写真はプライベートで制作した、アート作品。
ではなくて、あるメーカーさんから依頼された、清掃用品を使った汚れ落としの比較動画を撮影するための小道具で、汚れを模したものです。
最近はスマホでも簡単に動画の撮影・編集ができるので、ちょっとした動画ならクライアント側で内製化しているところも少なくありません。現に今回依頼をいただいたメーカーさんも、これまで社内で撮影されていました。
ただ、今回のような製品の特長を比較してわかりやすく伝えるために、どういうった見せ方をすればよいのか、少し手間のかかる撮影に限ってはご依頼を頂くことがよくあります。
このメーカーさんも過去に動画をいくつも制作されており、当初は私が撮影・編集をしていました。それが、何度か現場に立ち会われている間に、ノウハウを理解されたのでしょう。その後、私に撮影の依頼が来ることはなくなり、社内で撮影・編集した動画へ、BGMの追加とWebへのアップだけ依頼されるようになりました。
それが先日、ある動画を受け取った際、内容を確認したところ初見ではわかりづらい部分が何点かありました。
具体的には、映像に対してテロップが表示される部分で、カットの時間が短くテロップを読んで映像を見ようとすると画面が切り替わったり、複数の製品を持ち替えているシーンでは、事前に製品を見せないため何の動作をしているのかわかりにくい部分がありました。1秒でも製品の姿を見せるだけでわかりやすくなるのですが、それがありませんでした。
その部分を私の方で静止画を差し込んで時間の調整をしたり、画面の端に製品をフレームではめ込んだりして、内容が理解しやすように編集しました。
この作業は事前の相談なしに私の判断でやりましたが、編集内容に納得していただけ、最終的には編集を加えた動画が正式採用されました。そして、今回再び動画の撮影・編集の依頼が来たのです。
パソコンやアプリケーションが低価格になったことで、動画や印刷物も外注せずに内製化されることが多くなっています。時代の流れとして仕方がありませんが、内製化によってコストを抑えられた、自分たちで出来た、といった部分に目が行きがちで「情報の整理」や「見せ方」が至らないケースが少なくありません。

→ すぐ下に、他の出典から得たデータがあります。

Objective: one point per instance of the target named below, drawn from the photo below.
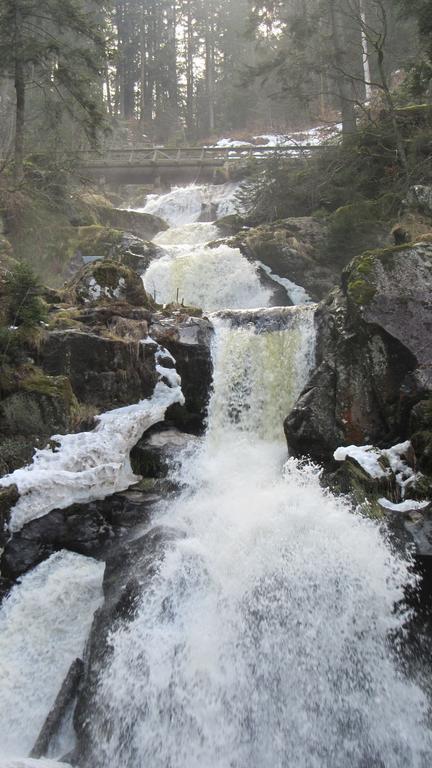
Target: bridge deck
(187, 156)
(189, 164)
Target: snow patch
(295, 292)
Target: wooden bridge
(160, 164)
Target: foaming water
(209, 277)
(89, 465)
(263, 639)
(196, 270)
(44, 624)
(262, 360)
(185, 205)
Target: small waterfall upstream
(264, 638)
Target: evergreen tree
(58, 47)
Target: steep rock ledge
(374, 354)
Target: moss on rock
(108, 280)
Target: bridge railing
(186, 155)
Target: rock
(137, 254)
(158, 450)
(8, 498)
(188, 339)
(80, 528)
(107, 281)
(129, 573)
(420, 427)
(293, 249)
(104, 372)
(39, 407)
(143, 225)
(419, 198)
(92, 529)
(374, 346)
(230, 224)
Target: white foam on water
(29, 763)
(263, 639)
(88, 465)
(296, 293)
(186, 205)
(44, 625)
(210, 278)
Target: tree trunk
(190, 73)
(365, 51)
(20, 100)
(344, 87)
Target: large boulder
(107, 280)
(92, 529)
(37, 406)
(142, 224)
(128, 574)
(374, 346)
(293, 249)
(188, 339)
(105, 371)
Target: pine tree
(59, 47)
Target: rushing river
(264, 640)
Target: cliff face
(374, 355)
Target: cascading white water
(192, 271)
(263, 639)
(185, 205)
(44, 625)
(194, 268)
(87, 466)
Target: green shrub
(23, 290)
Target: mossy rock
(140, 224)
(98, 242)
(8, 498)
(40, 406)
(231, 224)
(108, 280)
(360, 278)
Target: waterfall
(263, 639)
(44, 625)
(202, 273)
(87, 466)
(185, 205)
(262, 360)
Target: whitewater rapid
(264, 638)
(198, 268)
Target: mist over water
(263, 640)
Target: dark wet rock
(5, 587)
(105, 372)
(188, 339)
(137, 254)
(39, 407)
(142, 225)
(374, 346)
(293, 249)
(107, 280)
(129, 574)
(419, 198)
(158, 451)
(8, 498)
(420, 427)
(231, 224)
(92, 529)
(80, 528)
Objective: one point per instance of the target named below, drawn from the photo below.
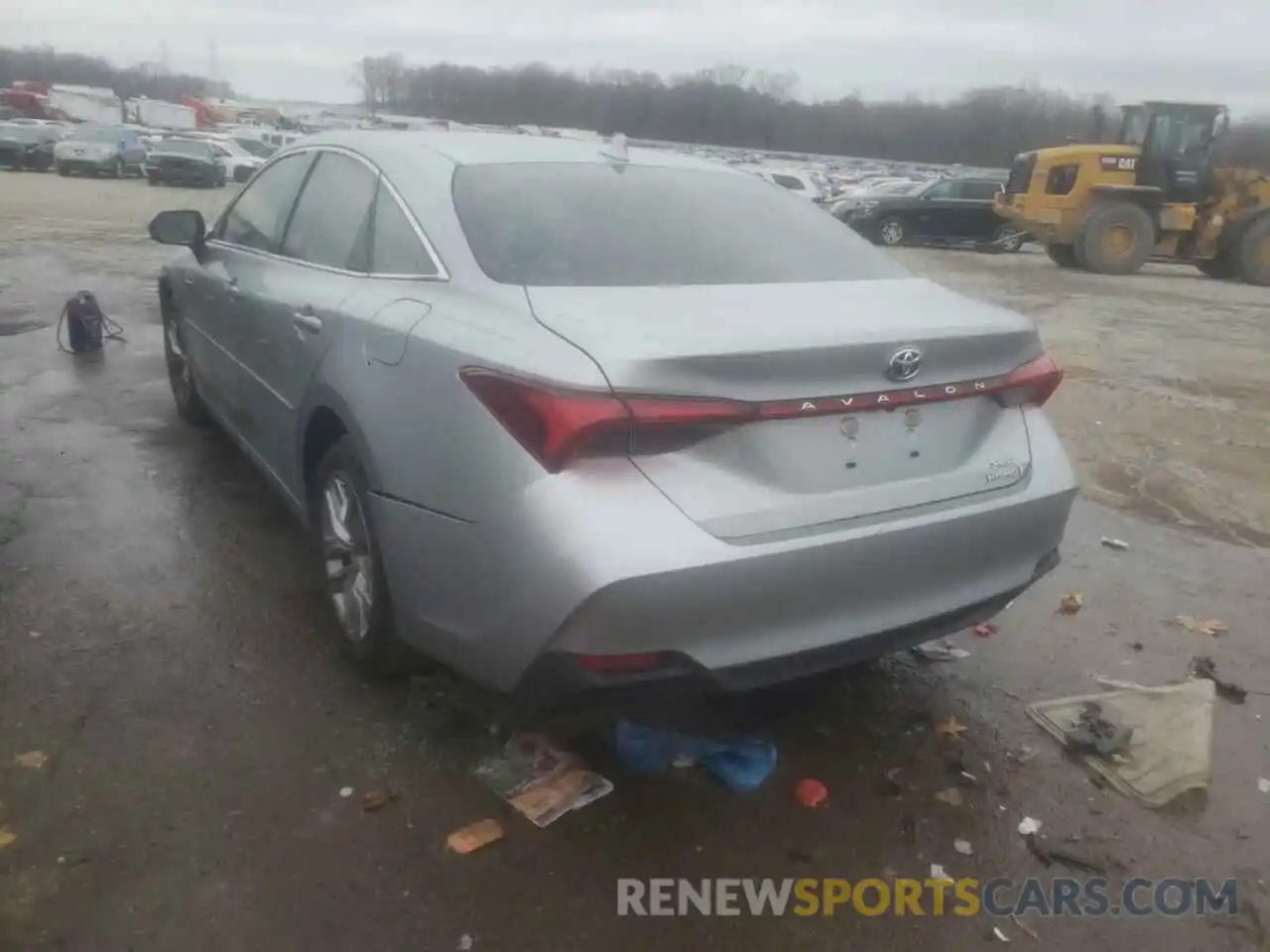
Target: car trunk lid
(833, 436)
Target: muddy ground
(164, 643)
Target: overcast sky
(305, 49)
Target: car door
(324, 259)
(938, 211)
(232, 281)
(978, 220)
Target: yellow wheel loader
(1157, 191)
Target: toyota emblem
(905, 365)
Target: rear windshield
(603, 225)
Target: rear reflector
(558, 425)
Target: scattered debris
(1071, 603)
(740, 765)
(1072, 861)
(541, 782)
(32, 760)
(1211, 627)
(1205, 666)
(811, 792)
(474, 835)
(952, 728)
(940, 651)
(377, 798)
(1095, 734)
(1169, 751)
(1028, 929)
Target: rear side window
(261, 213)
(979, 189)
(333, 217)
(604, 225)
(397, 248)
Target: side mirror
(178, 227)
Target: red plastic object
(811, 792)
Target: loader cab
(1178, 146)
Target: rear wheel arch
(327, 419)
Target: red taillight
(558, 425)
(1033, 384)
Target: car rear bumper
(598, 562)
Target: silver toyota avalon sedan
(571, 416)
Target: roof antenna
(616, 149)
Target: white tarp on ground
(1173, 735)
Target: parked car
(100, 150)
(842, 207)
(185, 162)
(27, 148)
(561, 448)
(944, 212)
(239, 164)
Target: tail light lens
(558, 425)
(1030, 385)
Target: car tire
(352, 563)
(1008, 231)
(181, 375)
(892, 232)
(1062, 255)
(1115, 239)
(1254, 252)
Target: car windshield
(23, 134)
(581, 225)
(183, 146)
(98, 134)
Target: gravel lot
(164, 643)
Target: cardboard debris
(541, 782)
(474, 835)
(1173, 733)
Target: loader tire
(1254, 253)
(1062, 255)
(1219, 268)
(1115, 239)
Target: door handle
(307, 321)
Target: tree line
(151, 80)
(731, 105)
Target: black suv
(944, 212)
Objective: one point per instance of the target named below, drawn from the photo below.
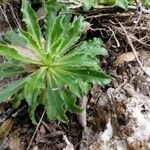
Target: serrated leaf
(17, 99)
(84, 86)
(53, 103)
(12, 53)
(32, 44)
(14, 38)
(31, 21)
(52, 7)
(32, 90)
(11, 88)
(8, 69)
(9, 73)
(80, 60)
(87, 4)
(90, 48)
(71, 36)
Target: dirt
(117, 115)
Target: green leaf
(31, 21)
(122, 3)
(11, 88)
(87, 4)
(33, 45)
(14, 38)
(84, 86)
(33, 87)
(71, 35)
(89, 75)
(52, 8)
(11, 53)
(9, 69)
(90, 48)
(53, 103)
(17, 99)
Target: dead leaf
(125, 57)
(15, 144)
(25, 52)
(6, 127)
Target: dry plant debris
(118, 116)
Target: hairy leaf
(31, 21)
(13, 54)
(11, 88)
(53, 103)
(15, 38)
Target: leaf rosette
(53, 67)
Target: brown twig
(133, 49)
(35, 131)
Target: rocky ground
(116, 116)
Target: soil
(117, 115)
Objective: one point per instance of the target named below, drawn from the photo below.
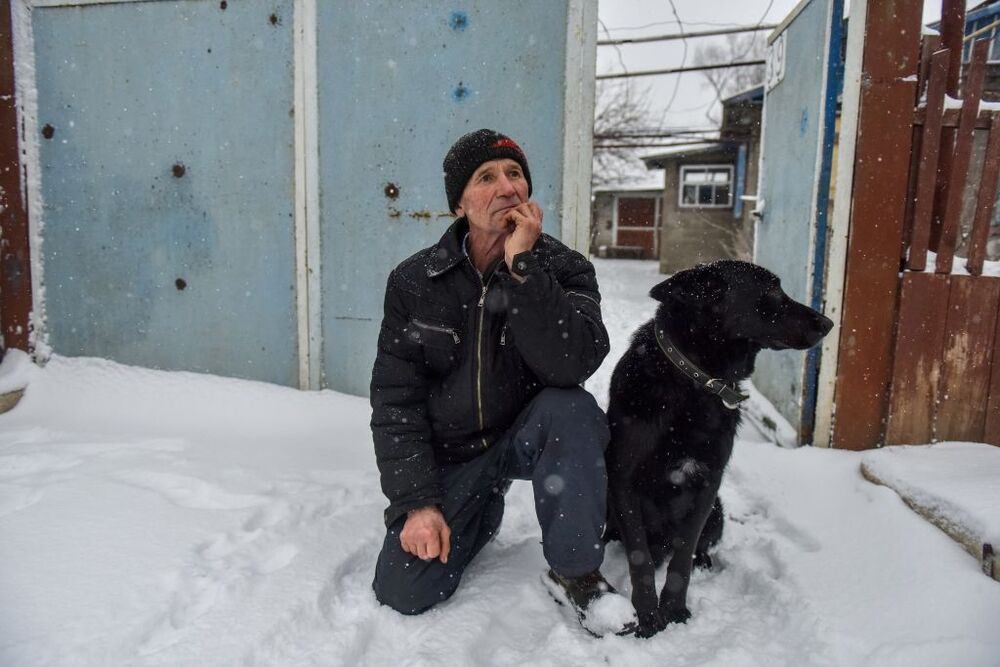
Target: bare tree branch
(726, 82)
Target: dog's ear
(695, 286)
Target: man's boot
(598, 606)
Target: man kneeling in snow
(485, 340)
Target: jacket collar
(448, 253)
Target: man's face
(495, 187)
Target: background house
(626, 222)
(704, 216)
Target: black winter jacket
(459, 356)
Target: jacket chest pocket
(441, 342)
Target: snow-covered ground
(172, 518)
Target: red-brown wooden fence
(945, 380)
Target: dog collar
(730, 397)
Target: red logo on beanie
(508, 143)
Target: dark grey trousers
(558, 443)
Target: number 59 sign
(775, 62)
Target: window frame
(685, 168)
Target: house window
(991, 33)
(706, 186)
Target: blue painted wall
(168, 177)
(795, 175)
(170, 164)
(398, 84)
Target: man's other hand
(526, 221)
(426, 534)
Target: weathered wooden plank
(928, 167)
(965, 368)
(963, 153)
(952, 30)
(15, 253)
(878, 204)
(991, 432)
(951, 118)
(929, 45)
(917, 363)
(984, 204)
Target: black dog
(674, 409)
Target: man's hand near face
(525, 221)
(426, 534)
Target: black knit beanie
(471, 151)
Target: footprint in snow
(191, 492)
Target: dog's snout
(825, 324)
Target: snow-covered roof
(654, 160)
(753, 93)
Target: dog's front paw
(678, 615)
(703, 561)
(649, 623)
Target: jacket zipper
(433, 327)
(479, 358)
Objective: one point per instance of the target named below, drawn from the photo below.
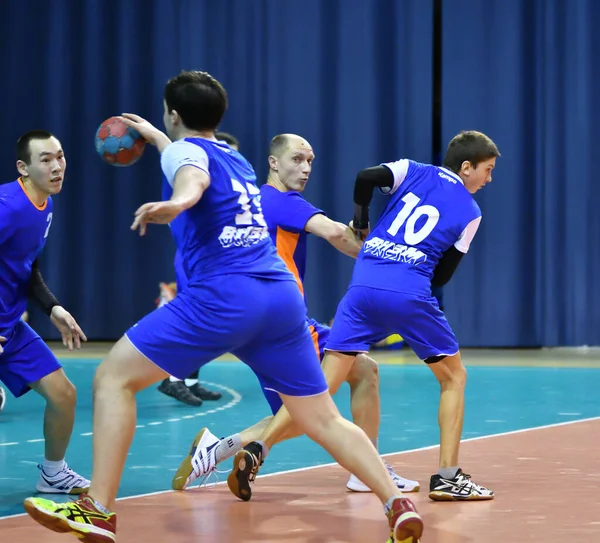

これは今回のクライアントに限らず、街で見かける広告やパンフレット、新聞の折込チラシ、Webサイトでも見られます。
動画であれ印刷物であれ、完成までには時間がかかります。制作サイドはその間、何度も同じ内容を目にしているため客観的な視点を失いがちです。最終判断も内容を充分理解している自分たちで行うため、初めて見る人にはわかりにくく、伝えたいことが伝わらない結果を招くことがよくあります。
例えば、人との会話でも言っていることがよくわからないケースは、物事の整理ができていない状態で喋っていることがあります。気持ちだけ先走って順序立てて話さないので、聞いている方は「何が言いたいん?」となり、喋る方も「なんでわかってくれへんの?」となります。
先程の「情報の整理」と「見せ方」は表裏一体です。
「情報の整理」は、「状況の把握」と言い換えることができます。状況の把握、つまり課題や問題点、やるべきことを把握することができれば、おのずと「見せ方」もどうすればよいのかも浮かんできます。